There are a bunch of car dealers on a strip in a working class/heavily immigrant area near me. Not worth my time to go visit them, I’ve learned by wasting my time with them. They are geared to make money off unsophisticated and/or lower income customers who use credit. Other dealers are more willing to get in tune with my simple approach: offer me the car for less than anybody else and I’ll write you a check for it, easy for both of us, then spend your time making more money on the next deal.
Note, I don’t pretend to get the absolute lowest prices of anybody ever. I don’t go to lots of places over months and throw fits etc. as some people claim to do to get exceptional deals. But I want close to the best possible price, and it’s all about that. I think it’s also still true of many people with 800-ish credit scores who do use loans.
To some extent this dealer difference sorts itself out by make, but there are still dealers in both categories for both mass market and luxury brands.
In fact, auto lending practices aimed at lower-rated customers was the subject of Last Week Tonight with Jon Oliver yesterday. The YouTube video of the segment is here.
I’m curious about this. Can you share more details?
Presumably, this requires someone submitting a fraudulent loan doc, then producing actual pay stubs that don’t match? Or producing fake pay stubs that are found out as fake?
Because if someone submits a fraudulent loan doc and then simply refuses to show pay stubs, all you can say is that it couldn’t be verified, right?
Sounds to me like the dealership should be worried about being fucked over by you, given that you are contemplating falsification of information.
You have any experience with Uber drivers? I have heard anecdotally that you should never even mention an intent to use your car for ride sharing. You won’t get financing and a dealer might not honor your warranty because the car is being used for commercial purposes. Is this true?
I just bought a brand new car last year and they checked my credit but they didn’t require me to produce any paystubs or anything.

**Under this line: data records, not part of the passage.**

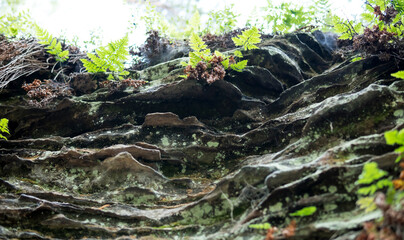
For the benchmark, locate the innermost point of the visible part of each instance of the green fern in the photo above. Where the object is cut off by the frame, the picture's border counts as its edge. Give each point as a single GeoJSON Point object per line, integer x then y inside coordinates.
{"type": "Point", "coordinates": [53, 46]}
{"type": "Point", "coordinates": [307, 211]}
{"type": "Point", "coordinates": [4, 127]}
{"type": "Point", "coordinates": [264, 226]}
{"type": "Point", "coordinates": [372, 175]}
{"type": "Point", "coordinates": [348, 29]}
{"type": "Point", "coordinates": [13, 25]}
{"type": "Point", "coordinates": [399, 5]}
{"type": "Point", "coordinates": [239, 66]}
{"type": "Point", "coordinates": [200, 53]}
{"type": "Point", "coordinates": [109, 58]}
{"type": "Point", "coordinates": [248, 39]}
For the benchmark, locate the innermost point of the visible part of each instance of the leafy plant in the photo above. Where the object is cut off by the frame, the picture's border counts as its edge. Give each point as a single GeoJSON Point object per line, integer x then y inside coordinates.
{"type": "Point", "coordinates": [286, 17]}
{"type": "Point", "coordinates": [307, 211]}
{"type": "Point", "coordinates": [109, 58]}
{"type": "Point", "coordinates": [221, 21]}
{"type": "Point", "coordinates": [372, 176]}
{"type": "Point", "coordinates": [396, 137]}
{"type": "Point", "coordinates": [4, 127]}
{"type": "Point", "coordinates": [248, 39]}
{"type": "Point", "coordinates": [356, 59]}
{"type": "Point", "coordinates": [53, 46]}
{"type": "Point", "coordinates": [399, 74]}
{"type": "Point", "coordinates": [11, 25]}
{"type": "Point", "coordinates": [323, 16]}
{"type": "Point", "coordinates": [203, 65]}
{"type": "Point", "coordinates": [264, 226]}
{"type": "Point", "coordinates": [347, 28]}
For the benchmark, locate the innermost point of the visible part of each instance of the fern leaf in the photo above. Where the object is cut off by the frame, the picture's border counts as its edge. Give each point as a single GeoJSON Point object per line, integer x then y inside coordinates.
{"type": "Point", "coordinates": [248, 39]}
{"type": "Point", "coordinates": [225, 63]}
{"type": "Point", "coordinates": [4, 127]}
{"type": "Point", "coordinates": [239, 66]}
{"type": "Point", "coordinates": [238, 54]}
{"type": "Point", "coordinates": [196, 43]}
{"type": "Point", "coordinates": [110, 57]}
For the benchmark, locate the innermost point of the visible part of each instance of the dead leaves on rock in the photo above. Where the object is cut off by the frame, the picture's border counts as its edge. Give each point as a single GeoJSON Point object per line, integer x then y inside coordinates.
{"type": "Point", "coordinates": [287, 232]}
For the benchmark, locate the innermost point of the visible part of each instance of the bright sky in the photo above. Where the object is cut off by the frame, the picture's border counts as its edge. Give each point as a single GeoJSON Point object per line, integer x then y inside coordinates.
{"type": "Point", "coordinates": [111, 18]}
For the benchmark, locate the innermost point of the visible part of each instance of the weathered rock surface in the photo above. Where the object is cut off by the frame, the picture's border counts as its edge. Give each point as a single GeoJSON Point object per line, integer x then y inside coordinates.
{"type": "Point", "coordinates": [177, 158]}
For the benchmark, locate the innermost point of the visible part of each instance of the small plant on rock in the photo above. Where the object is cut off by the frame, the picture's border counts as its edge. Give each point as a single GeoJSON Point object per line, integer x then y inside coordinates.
{"type": "Point", "coordinates": [109, 59]}
{"type": "Point", "coordinates": [53, 46]}
{"type": "Point", "coordinates": [4, 127]}
{"type": "Point", "coordinates": [208, 67]}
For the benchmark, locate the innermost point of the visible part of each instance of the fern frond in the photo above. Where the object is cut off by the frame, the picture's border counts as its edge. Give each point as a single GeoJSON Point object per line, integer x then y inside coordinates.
{"type": "Point", "coordinates": [4, 127]}
{"type": "Point", "coordinates": [239, 66]}
{"type": "Point", "coordinates": [54, 47]}
{"type": "Point", "coordinates": [196, 43]}
{"type": "Point", "coordinates": [109, 58]}
{"type": "Point", "coordinates": [248, 39]}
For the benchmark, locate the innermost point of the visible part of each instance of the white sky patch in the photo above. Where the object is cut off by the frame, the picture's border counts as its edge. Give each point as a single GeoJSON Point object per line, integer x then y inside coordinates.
{"type": "Point", "coordinates": [111, 18]}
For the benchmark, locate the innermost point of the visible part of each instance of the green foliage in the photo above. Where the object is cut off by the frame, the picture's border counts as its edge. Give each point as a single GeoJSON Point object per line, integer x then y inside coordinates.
{"type": "Point", "coordinates": [248, 39]}
{"type": "Point", "coordinates": [322, 14]}
{"type": "Point", "coordinates": [154, 20]}
{"type": "Point", "coordinates": [4, 127]}
{"type": "Point", "coordinates": [287, 17]}
{"type": "Point", "coordinates": [396, 137]}
{"type": "Point", "coordinates": [264, 226]}
{"type": "Point", "coordinates": [399, 74]}
{"type": "Point", "coordinates": [307, 211]}
{"type": "Point", "coordinates": [239, 66]}
{"type": "Point", "coordinates": [399, 6]}
{"type": "Point", "coordinates": [13, 25]}
{"type": "Point", "coordinates": [347, 28]}
{"type": "Point", "coordinates": [356, 59]}
{"type": "Point", "coordinates": [194, 24]}
{"type": "Point", "coordinates": [53, 46]}
{"type": "Point", "coordinates": [200, 53]}
{"type": "Point", "coordinates": [222, 21]}
{"type": "Point", "coordinates": [109, 58]}
{"type": "Point", "coordinates": [367, 203]}
{"type": "Point", "coordinates": [371, 176]}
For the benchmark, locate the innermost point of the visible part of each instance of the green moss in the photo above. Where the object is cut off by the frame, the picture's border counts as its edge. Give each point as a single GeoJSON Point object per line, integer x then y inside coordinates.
{"type": "Point", "coordinates": [213, 144]}
{"type": "Point", "coordinates": [165, 141]}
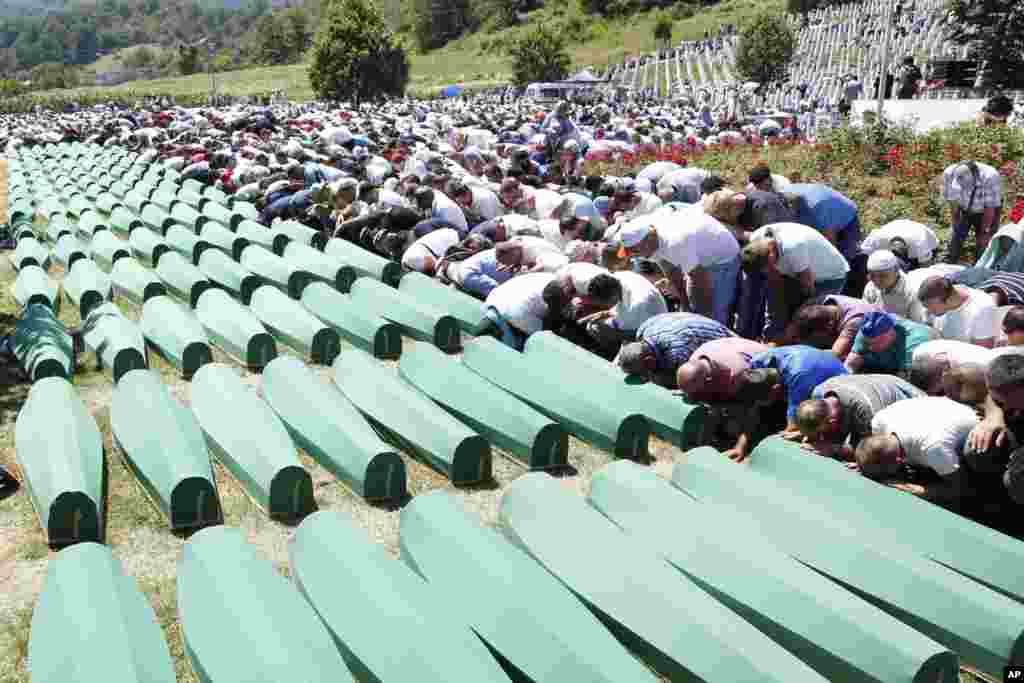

You might want to read through this buying guide written by car dealers on Reddit. It gives you lots of information about how to use the Internet to determine a fair price for the car you want, how to negotiate, some discussion of financing, etc.
The forum also has plenty of information from car salesmen themselves. Among the points that are generally made and agreed with, is that salesmen do not want to deal with jerks. Many have no problem “losing” a sale to someone who might end up being a pain in their ass for a long time to come. There’s also discussion how the tactic of blasting emails to 20 dealers saying that you’re going to buy the offer with the best price, 48 hours from now, doesn’t really work.
I know these don’t answer your specific question about financing, but thought the link may be of interest to you generally.
Good luck in your car buying. Let us know how it turns out.
If you are using the X Plan the purchase will be very straightforward regarding price. The price is what it is, no haggling. You can see what the price will be by logging in to the plan website, which your friend can invite you to.
That will all be separate from financing, though. The plan guarantees the price, the financing is in your hands.